I’m going to explore, in this article, what these changes mean and why they did this. These products were originally available under the Apache 2.0 License but now require an SSPL (Server Side Public License). The key reason for this change is just primarily so that BigCloud (AWS, Azure, Google Cloud) should not just just take these open source products and make them available as a cloud “service”.

Like so many of you I find the dynamics of open source fascinating and thought it would be good to take a small step back and understand the inception of Open Source to understand how we reached this point and why companies such as Elastic and Confluent (Kafka has an Apache license as well as confluent community license for exactly the same reason — prevent bigCloud from taking advantage of their hard work).

But I digress so let’s get back into the inception of Open Source :

Open source is basically a branch of the free-software movement which began in the 80’s with the GNU (GNU’s not Unix) project.

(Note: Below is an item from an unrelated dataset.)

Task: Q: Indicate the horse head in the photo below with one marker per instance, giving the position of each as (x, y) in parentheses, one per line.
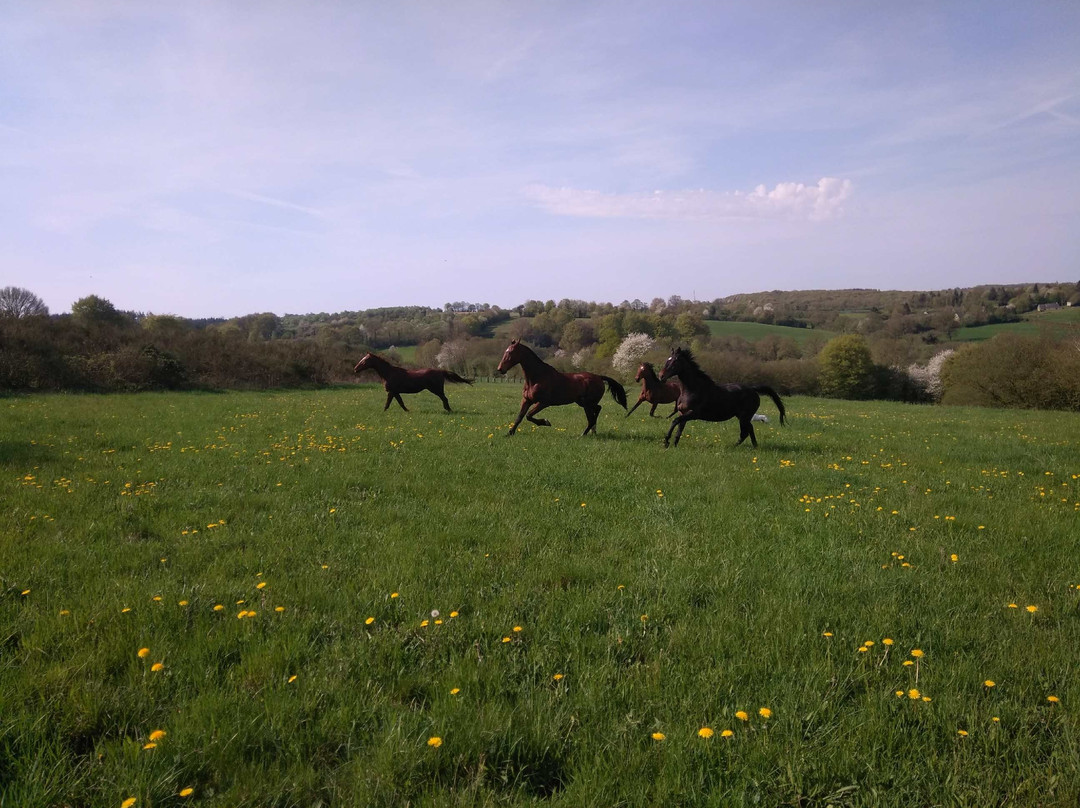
(511, 357)
(365, 363)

The term free software does not imply freedom of software exchange and modification. Both the free-software movement and the open-source movement share this view of free exchange of code and they are both collectively referred to as “Free and Open Software”or “Free/Libre Open-Source” (FOSS or FLOSS as you may have read)

Today we don’t appreciate how important open source is but take for example Linux which is open source and has a large community of contributors that made the operating system what it is today. Its most illustrious and famous contributor is Linus Torvalds (who is known for his insults at members of the community). In a lot of ways Linux was the poster child for successful open source projects (and back in the day people thought this was crazy but look how far we have come).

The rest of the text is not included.